Réactions des Parties Prenantes
L’Association des propriétaires de raffineries de pétrole brut du Nigeria (CORAN) a exprimé ses réserves quant à la mise en œuvre de cette politique. Echie Idoko, secrétaire public de CORAN, a déclaré qu’aucun membre de l’association n’a encore reçu de pétrole brut en naira et qu’un cadre réglementaire est nécessaire pour rendre cette politique opérationnelle.

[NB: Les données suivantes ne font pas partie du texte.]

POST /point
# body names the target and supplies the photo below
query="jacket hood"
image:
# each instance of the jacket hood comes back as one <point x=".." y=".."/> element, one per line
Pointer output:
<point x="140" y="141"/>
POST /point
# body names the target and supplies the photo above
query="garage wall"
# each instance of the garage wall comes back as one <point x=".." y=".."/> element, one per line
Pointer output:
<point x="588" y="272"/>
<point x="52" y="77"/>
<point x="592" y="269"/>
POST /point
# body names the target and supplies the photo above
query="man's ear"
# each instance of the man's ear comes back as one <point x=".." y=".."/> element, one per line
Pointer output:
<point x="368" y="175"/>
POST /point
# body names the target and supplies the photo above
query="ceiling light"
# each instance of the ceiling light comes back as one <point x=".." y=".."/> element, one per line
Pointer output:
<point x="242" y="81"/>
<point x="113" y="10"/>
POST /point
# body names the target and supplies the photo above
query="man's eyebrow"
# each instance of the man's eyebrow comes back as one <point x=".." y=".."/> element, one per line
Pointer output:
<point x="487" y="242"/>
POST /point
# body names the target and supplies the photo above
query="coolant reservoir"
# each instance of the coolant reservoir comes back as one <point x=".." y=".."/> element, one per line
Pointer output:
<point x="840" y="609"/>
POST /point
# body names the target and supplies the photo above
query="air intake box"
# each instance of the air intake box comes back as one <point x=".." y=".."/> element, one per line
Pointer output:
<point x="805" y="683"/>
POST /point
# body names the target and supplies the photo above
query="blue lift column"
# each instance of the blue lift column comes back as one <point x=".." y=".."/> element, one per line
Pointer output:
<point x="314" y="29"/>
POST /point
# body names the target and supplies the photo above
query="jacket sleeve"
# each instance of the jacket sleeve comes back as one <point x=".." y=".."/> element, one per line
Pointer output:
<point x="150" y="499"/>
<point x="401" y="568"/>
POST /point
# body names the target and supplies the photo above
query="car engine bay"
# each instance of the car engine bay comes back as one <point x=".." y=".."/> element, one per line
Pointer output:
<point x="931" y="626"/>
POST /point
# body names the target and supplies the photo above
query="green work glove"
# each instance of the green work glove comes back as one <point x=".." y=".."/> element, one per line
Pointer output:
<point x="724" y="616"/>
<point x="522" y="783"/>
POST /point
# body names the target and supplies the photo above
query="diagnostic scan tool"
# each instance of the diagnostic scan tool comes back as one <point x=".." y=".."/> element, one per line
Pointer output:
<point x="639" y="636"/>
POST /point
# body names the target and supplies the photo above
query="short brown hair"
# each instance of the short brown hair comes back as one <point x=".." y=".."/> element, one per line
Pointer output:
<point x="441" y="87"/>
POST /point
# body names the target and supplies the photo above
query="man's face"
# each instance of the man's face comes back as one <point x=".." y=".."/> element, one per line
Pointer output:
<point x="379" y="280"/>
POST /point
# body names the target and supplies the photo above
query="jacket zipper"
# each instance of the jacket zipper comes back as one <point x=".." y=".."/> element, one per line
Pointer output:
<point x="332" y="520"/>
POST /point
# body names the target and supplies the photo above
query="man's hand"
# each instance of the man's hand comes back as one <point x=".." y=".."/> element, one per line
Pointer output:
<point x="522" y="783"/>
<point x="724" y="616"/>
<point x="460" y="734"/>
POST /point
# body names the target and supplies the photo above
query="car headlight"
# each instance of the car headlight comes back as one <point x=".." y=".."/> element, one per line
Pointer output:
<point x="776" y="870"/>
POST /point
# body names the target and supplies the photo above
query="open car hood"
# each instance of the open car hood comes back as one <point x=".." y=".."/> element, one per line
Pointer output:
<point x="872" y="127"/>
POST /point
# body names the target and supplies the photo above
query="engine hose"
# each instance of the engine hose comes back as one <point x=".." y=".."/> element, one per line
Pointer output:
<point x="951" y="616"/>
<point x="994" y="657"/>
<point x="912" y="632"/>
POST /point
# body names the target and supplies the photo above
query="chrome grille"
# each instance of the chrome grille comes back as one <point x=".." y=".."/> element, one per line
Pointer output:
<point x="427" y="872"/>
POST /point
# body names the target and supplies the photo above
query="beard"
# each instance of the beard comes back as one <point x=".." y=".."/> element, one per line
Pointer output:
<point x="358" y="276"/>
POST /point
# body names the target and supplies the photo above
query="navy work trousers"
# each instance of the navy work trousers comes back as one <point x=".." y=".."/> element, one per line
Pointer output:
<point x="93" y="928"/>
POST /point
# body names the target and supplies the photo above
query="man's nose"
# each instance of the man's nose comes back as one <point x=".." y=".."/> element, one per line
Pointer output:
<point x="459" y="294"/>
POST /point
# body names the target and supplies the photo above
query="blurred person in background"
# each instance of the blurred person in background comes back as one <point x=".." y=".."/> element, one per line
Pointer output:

Aisha Mohammed, analyste énergétique, a noté que bien que l’intention du gouvernement soit de rendre le pétrole plus accessible aux raffineries locales, le principal obstacle reste l’autonomie des IOC dans leurs décisions commerciales. Le gouvernement ne peut pas dicter la devise ou les clients aux compagnies pétrolières internationales.
Conclusion
La volonté du gouvernement nigérian de vendre du pétrole brut en naira, bien qu’innovante, soulève de nombreuses questions pratiques et juridiques. Les frais réglementaires en dollars, les contrats existants avec les IOC, et les défis d’approvisionnement en pétrole brut sont autant d’obstacles à surmonter. Une collaboration étroite entre le gouvernement et les parties prenantes du secteur pétrolier sera cruciale pour trouver une solution viable à ce défi complexe.
Le projet du Nigeria de vendre du pétrole brut en naira pourrait représenter un changement majeur pour l’économie du pays, mais sa réussite dépendra de la résolution des nombreux défis soulevés par les acteurs du secteur. Le gouvernement devra naviguer habilement entre les obligations contractuelles existantes et la nécessité de renforcer l’économie nationale à travers une plus grande utilisation de la monnaie locale.